I have the following main() method:
int main()
{
while (true)
switch (menu())
{
case 1:
doSomething();
break;
case 2:
doSomethingElse();
break;
case 3:
doSomethingCool();
break;
case 4:
return 0;
default:
continue;
}
}
and the follwing menu():
int menu()
{
cout << "Welcome:" << endl
<< "1: Do something" << endl
<< "2: Do something else" << endl
<< "3: Do something cool" << endl
<< "4: Quit" << endl;
int result = 0;
scanf("%d", &result);
return result;
}
Entering numerical types works great. Entering 1 - 4 causes the program to perform the desired action, and afterwards the menu is displayed again. Entering a number outside this range such as -1 or 12 will display the menu again as expected.
However, entering something like 'q' will simply cause the menu to display over and over again infinitely, without even stopping to get the user input.
I don't understand how this could possibly be happening. Clearly, menu() is being called as the menu is displayed over and over again, however scanf() is part of menu(), so I don't understand how the program gets into this error state where the user is not prompted for their input.
I originally had cin >> result which did exactly the same thing.
Edit: There appears to be a related question, however the original source code has disappeared from pastebin and one of the answers links to an article which apparently once explained why this is happening, but is now a dead link. Maybe someone can reply with why this is happening rather than linking? :)
Edit: Using this example, here is how I solved the problem:
int getNumericalInput()
{
string input = "";
int result;
while (true)
{
getline(cin, input);
stringstream sStr(input);
if (sStr >> result)
return result;
cout << "Invalid Input. Try again: ";
}
}
and I simply replaced
int result = 0;
scanf("%d", &result);
with
int result = getNumericalInput();
When you try to convert the non-numeric input to a number, it fails and (the important part) leaves that data in the input buffer, so the next time you try to read an int, it's still there waiting, and fails again -- and again, and again, forever.
There are two basic ways to avoid this. The one I prefer is to read a string of data, then convert from that to a number and take the appropriate action. Typically you'll use std::getline to read all the data up to the new-line, and then attempt to convert it. Since it will read whatever data is waiting, you'll never get junk "stuck" in the input.

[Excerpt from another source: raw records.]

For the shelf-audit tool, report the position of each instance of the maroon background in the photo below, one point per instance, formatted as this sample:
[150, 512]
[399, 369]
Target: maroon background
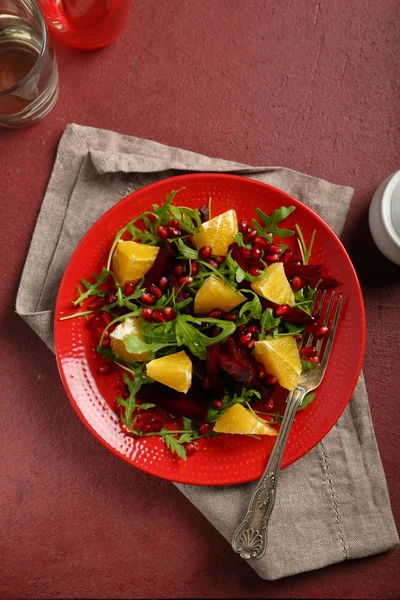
[307, 85]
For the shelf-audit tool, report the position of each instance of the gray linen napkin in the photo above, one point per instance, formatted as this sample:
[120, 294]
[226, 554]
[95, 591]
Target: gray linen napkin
[333, 503]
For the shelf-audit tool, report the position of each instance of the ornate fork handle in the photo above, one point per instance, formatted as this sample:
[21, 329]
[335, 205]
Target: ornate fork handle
[250, 538]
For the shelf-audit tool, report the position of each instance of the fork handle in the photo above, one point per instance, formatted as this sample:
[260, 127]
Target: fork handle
[250, 538]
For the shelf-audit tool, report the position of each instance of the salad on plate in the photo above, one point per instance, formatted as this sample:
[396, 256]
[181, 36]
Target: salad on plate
[202, 316]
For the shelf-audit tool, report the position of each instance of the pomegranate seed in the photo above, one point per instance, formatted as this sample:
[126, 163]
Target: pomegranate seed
[216, 313]
[154, 291]
[251, 235]
[212, 263]
[96, 303]
[191, 448]
[106, 368]
[243, 226]
[309, 351]
[253, 329]
[297, 284]
[147, 298]
[173, 232]
[280, 310]
[162, 232]
[195, 268]
[274, 249]
[184, 280]
[204, 428]
[147, 314]
[262, 243]
[245, 253]
[260, 370]
[256, 253]
[153, 427]
[314, 359]
[244, 339]
[205, 252]
[129, 288]
[179, 270]
[287, 256]
[163, 283]
[174, 223]
[321, 332]
[158, 316]
[168, 313]
[230, 316]
[110, 296]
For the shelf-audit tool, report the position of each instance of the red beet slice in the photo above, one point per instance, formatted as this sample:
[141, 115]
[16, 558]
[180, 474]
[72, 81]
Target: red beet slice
[162, 265]
[190, 405]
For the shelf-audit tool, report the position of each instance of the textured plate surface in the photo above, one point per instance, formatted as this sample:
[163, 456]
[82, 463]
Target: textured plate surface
[226, 459]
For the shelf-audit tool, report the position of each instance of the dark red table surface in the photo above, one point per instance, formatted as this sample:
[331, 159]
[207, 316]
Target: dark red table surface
[308, 85]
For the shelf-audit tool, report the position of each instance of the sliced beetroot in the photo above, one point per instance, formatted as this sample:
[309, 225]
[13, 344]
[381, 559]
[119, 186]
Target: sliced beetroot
[294, 270]
[238, 369]
[298, 317]
[162, 265]
[190, 405]
[212, 370]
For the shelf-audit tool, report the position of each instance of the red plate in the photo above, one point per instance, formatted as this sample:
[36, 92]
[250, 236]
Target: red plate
[225, 459]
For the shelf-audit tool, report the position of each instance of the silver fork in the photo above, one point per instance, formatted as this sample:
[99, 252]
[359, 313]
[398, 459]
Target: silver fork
[250, 538]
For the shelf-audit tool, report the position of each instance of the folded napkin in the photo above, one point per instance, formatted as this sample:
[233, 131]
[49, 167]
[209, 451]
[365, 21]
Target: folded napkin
[333, 503]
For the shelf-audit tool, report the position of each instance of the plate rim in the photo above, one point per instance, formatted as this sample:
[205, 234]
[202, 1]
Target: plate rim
[264, 186]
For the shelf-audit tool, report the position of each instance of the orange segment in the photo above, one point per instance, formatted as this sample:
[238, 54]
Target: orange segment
[281, 358]
[132, 260]
[174, 370]
[274, 286]
[241, 420]
[129, 327]
[218, 233]
[214, 293]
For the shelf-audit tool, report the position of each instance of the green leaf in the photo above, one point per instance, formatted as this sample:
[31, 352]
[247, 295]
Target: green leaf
[305, 252]
[268, 322]
[134, 345]
[174, 445]
[308, 398]
[306, 365]
[270, 223]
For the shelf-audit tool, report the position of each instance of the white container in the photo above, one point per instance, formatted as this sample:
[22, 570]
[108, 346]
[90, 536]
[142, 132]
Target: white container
[384, 217]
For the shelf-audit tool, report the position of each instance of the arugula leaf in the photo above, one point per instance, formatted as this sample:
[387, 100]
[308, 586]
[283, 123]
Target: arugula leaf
[185, 250]
[268, 322]
[270, 224]
[135, 345]
[305, 252]
[174, 444]
[308, 398]
[306, 365]
[130, 404]
[252, 307]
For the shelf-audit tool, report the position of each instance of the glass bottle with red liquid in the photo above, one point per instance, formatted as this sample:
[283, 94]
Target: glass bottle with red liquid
[86, 24]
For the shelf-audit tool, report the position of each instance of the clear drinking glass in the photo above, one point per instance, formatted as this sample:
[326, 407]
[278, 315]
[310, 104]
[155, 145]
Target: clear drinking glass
[28, 67]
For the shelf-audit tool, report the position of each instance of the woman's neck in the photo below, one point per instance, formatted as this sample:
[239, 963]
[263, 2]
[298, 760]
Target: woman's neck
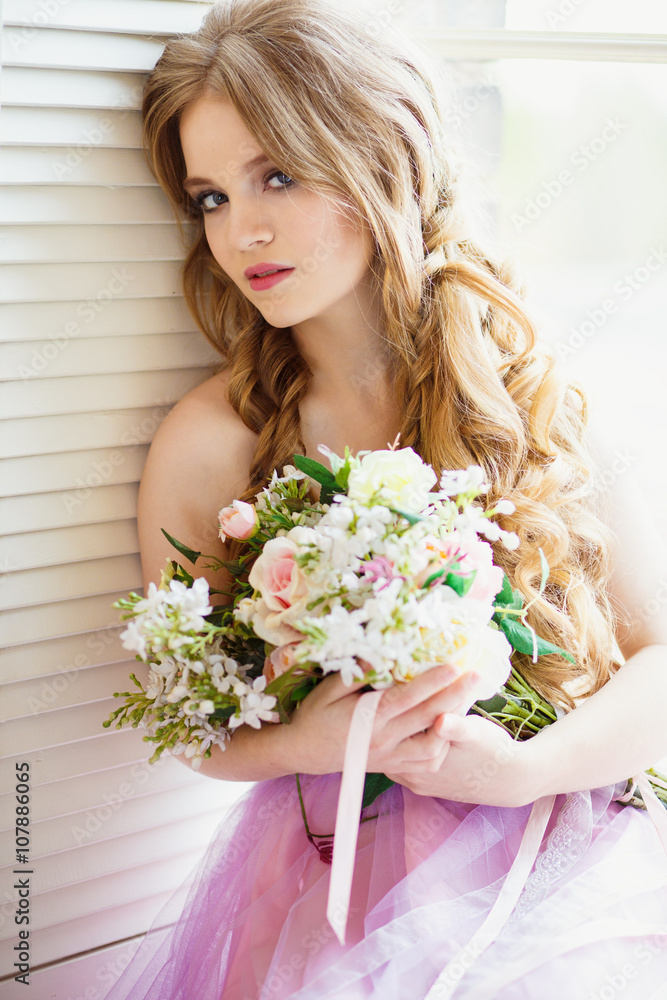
[349, 400]
[345, 347]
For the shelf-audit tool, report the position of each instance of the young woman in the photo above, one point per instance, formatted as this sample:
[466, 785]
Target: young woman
[331, 265]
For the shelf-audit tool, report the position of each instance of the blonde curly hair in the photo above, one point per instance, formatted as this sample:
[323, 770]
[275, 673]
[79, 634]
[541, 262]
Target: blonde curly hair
[348, 111]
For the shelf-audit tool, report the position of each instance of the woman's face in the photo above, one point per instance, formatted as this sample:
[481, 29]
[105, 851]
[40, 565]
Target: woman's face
[256, 215]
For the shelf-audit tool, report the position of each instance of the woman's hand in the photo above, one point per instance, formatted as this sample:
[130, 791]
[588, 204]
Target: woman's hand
[403, 737]
[480, 763]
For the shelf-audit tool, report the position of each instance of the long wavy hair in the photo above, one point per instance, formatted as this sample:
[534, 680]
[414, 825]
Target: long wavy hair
[341, 107]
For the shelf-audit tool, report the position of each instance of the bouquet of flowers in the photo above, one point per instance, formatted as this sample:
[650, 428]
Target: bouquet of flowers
[380, 579]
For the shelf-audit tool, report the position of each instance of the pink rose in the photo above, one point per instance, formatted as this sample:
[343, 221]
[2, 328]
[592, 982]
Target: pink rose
[280, 660]
[238, 521]
[466, 554]
[489, 578]
[276, 575]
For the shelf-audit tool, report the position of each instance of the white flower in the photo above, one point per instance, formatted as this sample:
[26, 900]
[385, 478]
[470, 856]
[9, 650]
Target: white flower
[152, 602]
[397, 478]
[454, 483]
[133, 638]
[178, 692]
[192, 602]
[244, 610]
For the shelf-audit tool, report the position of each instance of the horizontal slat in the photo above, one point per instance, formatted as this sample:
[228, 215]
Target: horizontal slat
[78, 356]
[61, 88]
[70, 204]
[44, 435]
[140, 16]
[499, 43]
[93, 970]
[51, 48]
[58, 728]
[98, 283]
[63, 617]
[56, 546]
[120, 317]
[82, 164]
[57, 244]
[70, 126]
[100, 966]
[128, 781]
[89, 898]
[87, 393]
[64, 656]
[106, 503]
[94, 837]
[83, 757]
[77, 474]
[27, 588]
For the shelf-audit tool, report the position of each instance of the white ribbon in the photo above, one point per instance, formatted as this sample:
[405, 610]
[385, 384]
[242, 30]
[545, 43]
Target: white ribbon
[349, 811]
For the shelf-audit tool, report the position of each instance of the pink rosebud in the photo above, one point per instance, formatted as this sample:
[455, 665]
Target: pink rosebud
[489, 578]
[238, 521]
[276, 575]
[378, 568]
[280, 660]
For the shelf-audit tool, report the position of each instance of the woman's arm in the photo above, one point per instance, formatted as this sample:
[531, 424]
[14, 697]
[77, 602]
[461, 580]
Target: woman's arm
[199, 462]
[610, 736]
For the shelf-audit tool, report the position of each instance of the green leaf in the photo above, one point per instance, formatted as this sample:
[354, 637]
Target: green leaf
[507, 597]
[374, 785]
[315, 470]
[189, 554]
[410, 518]
[495, 704]
[521, 638]
[460, 584]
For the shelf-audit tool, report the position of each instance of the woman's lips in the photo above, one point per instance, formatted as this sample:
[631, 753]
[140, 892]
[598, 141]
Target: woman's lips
[261, 282]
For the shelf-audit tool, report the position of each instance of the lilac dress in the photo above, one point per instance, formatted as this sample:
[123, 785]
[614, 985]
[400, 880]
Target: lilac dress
[591, 921]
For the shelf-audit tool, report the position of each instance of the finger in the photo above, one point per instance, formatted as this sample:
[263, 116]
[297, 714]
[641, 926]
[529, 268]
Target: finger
[448, 727]
[423, 715]
[402, 697]
[332, 688]
[423, 754]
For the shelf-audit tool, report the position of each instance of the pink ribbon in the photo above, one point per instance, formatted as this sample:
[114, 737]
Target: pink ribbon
[349, 811]
[507, 898]
[347, 832]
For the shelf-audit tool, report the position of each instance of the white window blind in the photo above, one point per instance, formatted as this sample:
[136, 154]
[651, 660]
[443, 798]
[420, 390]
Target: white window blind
[96, 346]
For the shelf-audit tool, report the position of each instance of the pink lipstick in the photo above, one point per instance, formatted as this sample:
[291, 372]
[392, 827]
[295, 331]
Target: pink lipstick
[263, 276]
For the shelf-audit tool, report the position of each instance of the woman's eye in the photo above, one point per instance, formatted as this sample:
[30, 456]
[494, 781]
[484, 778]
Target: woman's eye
[284, 179]
[208, 201]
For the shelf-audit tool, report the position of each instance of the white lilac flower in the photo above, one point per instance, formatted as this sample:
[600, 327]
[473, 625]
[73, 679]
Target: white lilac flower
[177, 693]
[133, 638]
[192, 602]
[456, 482]
[153, 601]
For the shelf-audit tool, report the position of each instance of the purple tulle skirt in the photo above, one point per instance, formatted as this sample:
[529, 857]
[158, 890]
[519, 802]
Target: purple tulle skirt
[591, 922]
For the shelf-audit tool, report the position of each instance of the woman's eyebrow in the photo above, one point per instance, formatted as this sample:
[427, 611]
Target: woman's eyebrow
[246, 168]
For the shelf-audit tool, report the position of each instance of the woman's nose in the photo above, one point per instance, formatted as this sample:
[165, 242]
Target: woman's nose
[247, 224]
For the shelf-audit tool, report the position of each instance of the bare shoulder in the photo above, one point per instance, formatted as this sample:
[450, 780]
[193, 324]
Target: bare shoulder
[198, 462]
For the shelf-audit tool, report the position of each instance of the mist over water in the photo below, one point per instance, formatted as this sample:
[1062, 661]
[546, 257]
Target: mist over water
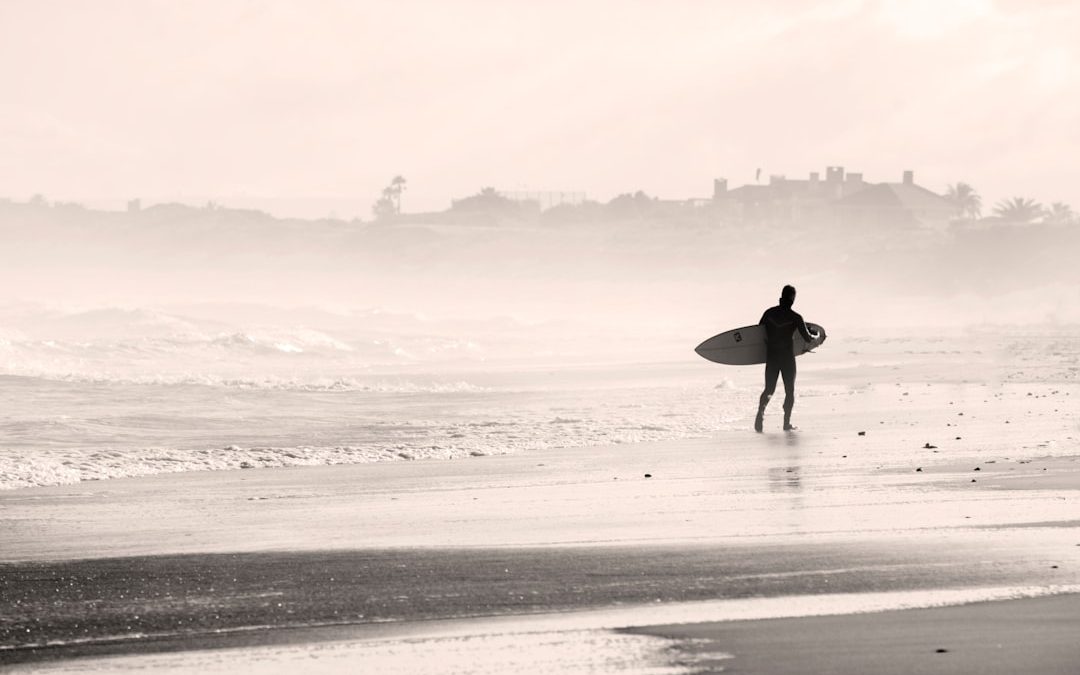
[180, 338]
[642, 282]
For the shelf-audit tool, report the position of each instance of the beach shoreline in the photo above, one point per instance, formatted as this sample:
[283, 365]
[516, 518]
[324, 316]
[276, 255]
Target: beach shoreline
[982, 500]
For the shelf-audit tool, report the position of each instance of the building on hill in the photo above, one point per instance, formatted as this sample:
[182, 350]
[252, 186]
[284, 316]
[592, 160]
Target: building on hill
[896, 204]
[844, 198]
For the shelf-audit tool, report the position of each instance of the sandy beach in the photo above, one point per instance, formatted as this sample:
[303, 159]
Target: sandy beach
[892, 497]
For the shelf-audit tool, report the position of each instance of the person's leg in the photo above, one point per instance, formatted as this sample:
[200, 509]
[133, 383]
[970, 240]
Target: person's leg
[788, 373]
[771, 373]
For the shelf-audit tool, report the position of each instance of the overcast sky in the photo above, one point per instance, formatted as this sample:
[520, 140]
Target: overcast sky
[231, 98]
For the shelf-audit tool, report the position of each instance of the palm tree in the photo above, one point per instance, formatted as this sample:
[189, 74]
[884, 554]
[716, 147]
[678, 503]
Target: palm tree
[1060, 213]
[966, 199]
[397, 186]
[1018, 210]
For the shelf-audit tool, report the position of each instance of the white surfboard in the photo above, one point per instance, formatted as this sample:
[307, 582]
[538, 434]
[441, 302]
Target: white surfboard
[746, 346]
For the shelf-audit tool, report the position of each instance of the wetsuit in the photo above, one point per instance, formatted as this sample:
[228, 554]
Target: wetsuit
[781, 322]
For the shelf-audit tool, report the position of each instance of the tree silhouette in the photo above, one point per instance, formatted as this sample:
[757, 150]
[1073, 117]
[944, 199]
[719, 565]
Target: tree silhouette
[1018, 210]
[1060, 213]
[967, 200]
[397, 186]
[390, 202]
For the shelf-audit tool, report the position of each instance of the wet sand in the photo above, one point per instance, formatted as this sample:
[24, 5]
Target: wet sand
[1031, 635]
[948, 486]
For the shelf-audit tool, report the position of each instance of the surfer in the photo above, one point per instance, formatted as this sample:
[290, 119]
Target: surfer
[780, 325]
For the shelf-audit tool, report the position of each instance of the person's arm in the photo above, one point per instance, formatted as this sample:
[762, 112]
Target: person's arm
[804, 331]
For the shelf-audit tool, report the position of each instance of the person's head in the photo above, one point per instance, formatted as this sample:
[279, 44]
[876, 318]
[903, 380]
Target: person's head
[787, 296]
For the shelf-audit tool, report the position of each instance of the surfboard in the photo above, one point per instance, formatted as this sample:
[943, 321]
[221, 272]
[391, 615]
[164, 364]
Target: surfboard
[745, 346]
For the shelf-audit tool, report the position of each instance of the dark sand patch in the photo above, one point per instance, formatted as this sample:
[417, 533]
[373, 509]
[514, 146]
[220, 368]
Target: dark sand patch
[1030, 635]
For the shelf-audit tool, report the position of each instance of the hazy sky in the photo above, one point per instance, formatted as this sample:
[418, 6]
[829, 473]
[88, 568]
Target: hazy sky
[115, 99]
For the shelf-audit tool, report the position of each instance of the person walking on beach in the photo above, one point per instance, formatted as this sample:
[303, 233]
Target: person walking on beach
[780, 324]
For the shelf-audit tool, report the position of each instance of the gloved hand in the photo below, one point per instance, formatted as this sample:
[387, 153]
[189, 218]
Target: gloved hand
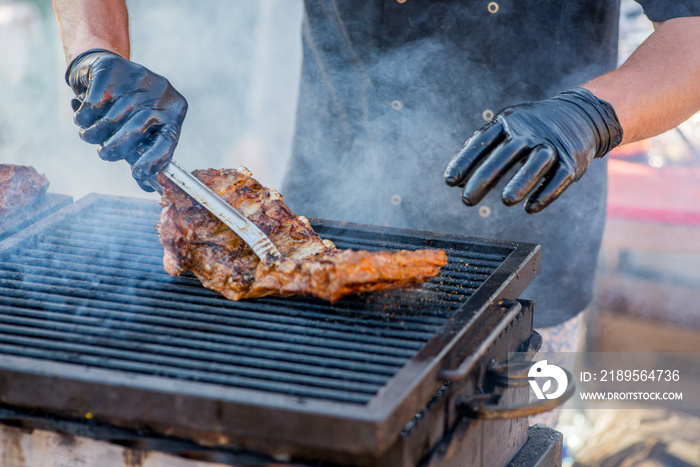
[129, 111]
[556, 139]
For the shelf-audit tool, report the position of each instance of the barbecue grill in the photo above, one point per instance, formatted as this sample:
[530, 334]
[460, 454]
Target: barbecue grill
[91, 327]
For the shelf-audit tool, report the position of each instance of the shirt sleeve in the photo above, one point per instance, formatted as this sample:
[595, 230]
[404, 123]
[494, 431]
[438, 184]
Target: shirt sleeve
[661, 10]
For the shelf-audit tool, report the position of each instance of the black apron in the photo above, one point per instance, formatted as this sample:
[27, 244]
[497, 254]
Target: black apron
[391, 90]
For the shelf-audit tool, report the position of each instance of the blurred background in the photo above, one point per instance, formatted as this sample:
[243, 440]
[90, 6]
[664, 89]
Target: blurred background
[238, 61]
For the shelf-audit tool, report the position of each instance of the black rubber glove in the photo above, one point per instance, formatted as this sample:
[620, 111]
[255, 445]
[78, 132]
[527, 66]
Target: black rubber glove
[129, 111]
[555, 139]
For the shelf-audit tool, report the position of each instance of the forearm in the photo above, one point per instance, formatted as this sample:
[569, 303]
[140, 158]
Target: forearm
[657, 87]
[88, 24]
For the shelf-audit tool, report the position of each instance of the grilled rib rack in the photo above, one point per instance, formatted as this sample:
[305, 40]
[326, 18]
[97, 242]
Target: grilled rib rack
[91, 326]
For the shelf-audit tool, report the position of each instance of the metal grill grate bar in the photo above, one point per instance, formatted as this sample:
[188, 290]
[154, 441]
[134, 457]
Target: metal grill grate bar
[92, 291]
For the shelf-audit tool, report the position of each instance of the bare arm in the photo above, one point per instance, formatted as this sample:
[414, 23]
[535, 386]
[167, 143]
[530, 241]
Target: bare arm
[90, 24]
[657, 87]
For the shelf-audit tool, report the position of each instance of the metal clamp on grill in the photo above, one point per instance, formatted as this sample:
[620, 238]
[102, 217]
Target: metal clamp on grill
[91, 324]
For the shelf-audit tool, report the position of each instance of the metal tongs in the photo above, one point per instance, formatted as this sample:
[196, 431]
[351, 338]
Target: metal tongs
[233, 218]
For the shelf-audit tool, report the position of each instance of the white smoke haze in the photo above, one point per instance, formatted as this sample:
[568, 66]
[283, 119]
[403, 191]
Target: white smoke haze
[236, 62]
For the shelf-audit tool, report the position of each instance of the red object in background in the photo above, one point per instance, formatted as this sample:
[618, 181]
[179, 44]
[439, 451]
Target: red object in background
[636, 191]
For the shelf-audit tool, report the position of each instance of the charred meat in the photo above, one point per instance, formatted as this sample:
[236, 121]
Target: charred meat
[195, 240]
[20, 186]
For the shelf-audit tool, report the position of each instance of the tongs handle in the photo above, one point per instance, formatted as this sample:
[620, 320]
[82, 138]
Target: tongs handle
[234, 219]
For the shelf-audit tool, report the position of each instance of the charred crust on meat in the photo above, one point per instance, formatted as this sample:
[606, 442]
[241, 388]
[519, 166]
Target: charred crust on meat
[195, 240]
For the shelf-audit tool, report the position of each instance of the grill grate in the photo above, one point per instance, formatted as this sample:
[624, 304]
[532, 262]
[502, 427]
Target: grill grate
[91, 290]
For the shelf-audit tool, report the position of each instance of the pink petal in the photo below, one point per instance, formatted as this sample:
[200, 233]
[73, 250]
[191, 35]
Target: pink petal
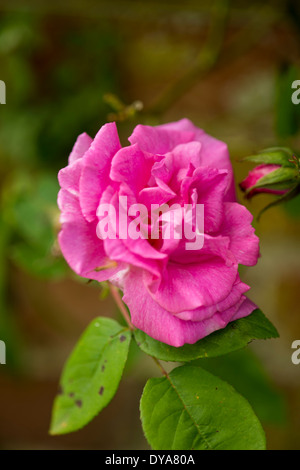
[189, 286]
[244, 244]
[81, 145]
[211, 185]
[161, 325]
[157, 140]
[132, 166]
[96, 167]
[81, 247]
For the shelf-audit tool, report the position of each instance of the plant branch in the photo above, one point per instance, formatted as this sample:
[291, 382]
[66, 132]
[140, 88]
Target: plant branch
[115, 293]
[205, 61]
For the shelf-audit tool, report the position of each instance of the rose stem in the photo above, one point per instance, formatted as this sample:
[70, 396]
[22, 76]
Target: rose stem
[115, 293]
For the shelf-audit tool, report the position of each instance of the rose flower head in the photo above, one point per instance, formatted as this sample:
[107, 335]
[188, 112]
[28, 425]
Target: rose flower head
[180, 282]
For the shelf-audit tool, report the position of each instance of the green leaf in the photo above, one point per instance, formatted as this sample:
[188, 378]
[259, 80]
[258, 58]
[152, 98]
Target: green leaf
[273, 155]
[277, 176]
[235, 336]
[294, 192]
[91, 375]
[244, 371]
[192, 409]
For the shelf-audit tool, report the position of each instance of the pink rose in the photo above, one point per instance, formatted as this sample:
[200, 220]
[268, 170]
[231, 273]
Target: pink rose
[175, 295]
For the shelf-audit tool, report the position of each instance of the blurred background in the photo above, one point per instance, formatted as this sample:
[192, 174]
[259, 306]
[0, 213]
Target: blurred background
[69, 67]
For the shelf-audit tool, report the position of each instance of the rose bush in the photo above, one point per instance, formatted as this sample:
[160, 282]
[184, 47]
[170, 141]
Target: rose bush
[174, 295]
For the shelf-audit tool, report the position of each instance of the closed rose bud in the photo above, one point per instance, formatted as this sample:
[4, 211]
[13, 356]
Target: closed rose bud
[257, 180]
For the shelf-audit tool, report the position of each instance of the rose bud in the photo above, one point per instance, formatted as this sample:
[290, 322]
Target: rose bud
[278, 173]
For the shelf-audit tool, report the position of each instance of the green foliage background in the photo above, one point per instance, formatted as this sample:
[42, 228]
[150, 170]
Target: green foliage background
[69, 68]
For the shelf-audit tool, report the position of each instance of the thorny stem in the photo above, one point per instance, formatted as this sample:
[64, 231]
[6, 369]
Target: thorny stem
[115, 293]
[205, 61]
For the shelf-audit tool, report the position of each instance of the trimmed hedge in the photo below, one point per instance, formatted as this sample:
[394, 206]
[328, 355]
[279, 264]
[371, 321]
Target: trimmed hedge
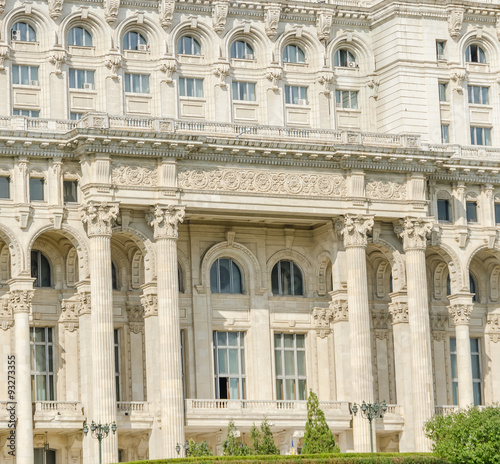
[345, 458]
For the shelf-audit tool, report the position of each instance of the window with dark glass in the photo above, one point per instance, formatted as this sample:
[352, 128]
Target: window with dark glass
[42, 363]
[290, 364]
[40, 269]
[286, 279]
[225, 276]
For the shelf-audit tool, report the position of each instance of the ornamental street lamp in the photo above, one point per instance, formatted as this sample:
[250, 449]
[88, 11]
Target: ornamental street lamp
[370, 411]
[99, 431]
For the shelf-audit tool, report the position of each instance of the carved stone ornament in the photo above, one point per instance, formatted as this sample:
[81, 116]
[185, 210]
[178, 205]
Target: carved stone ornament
[354, 229]
[399, 312]
[262, 181]
[219, 16]
[321, 319]
[272, 19]
[461, 313]
[57, 57]
[4, 53]
[99, 217]
[493, 327]
[324, 25]
[166, 9]
[455, 21]
[221, 71]
[150, 304]
[20, 301]
[168, 66]
[165, 220]
[414, 232]
[55, 8]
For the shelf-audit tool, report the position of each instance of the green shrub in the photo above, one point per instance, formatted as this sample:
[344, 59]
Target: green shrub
[470, 436]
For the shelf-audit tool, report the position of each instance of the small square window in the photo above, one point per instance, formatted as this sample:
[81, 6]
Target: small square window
[36, 189]
[70, 192]
[4, 187]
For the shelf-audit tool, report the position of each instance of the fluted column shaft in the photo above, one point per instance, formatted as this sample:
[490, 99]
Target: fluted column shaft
[414, 233]
[99, 219]
[355, 230]
[165, 222]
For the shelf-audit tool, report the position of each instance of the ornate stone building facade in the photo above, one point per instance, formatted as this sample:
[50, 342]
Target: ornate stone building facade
[209, 207]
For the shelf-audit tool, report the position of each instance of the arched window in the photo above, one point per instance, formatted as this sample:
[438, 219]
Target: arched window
[40, 269]
[188, 45]
[225, 276]
[473, 288]
[242, 50]
[286, 279]
[133, 40]
[293, 54]
[344, 58]
[24, 32]
[79, 37]
[475, 54]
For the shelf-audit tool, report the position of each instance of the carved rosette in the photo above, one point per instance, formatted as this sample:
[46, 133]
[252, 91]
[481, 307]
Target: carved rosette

The alternative is (especially if a conversion fails) to use std::ignore to read data from the input up to (typically) the next new-line.
1) Say this to yourself 1000 times, or until you fall asleep:
I will never ever ever use I/O functions without checking the return value.
2) Repeat the above 50 times.
3) Re-read your code: Are you checking the result of scanf? What happens when scanf cannot convert the input into the desired format? How would you go about learning such information if you didn't know it? (Four letters come to mind.)
I would also question why you'd use scanf rather than the more appropriate iostreams operation, but that would suffer from exactly the same problem.
You need to verify if the read succeeded. Hint: it did not. Always test after reading that you successfully read the input:
if (std::cin >> result) { ... }
if (scanf("%d", result) == 1) { ... }
In C++ the failed state is sticky and stays around until it gets clear()ed. As long as the stream is in failed state it won't do anything useful. In either case, you want to ignore() the bad character or fgetc() it. Note, that failure may be due to having reached the end of the stream in which case eof() is set or EOF is returned for iostream or stdio, respectively.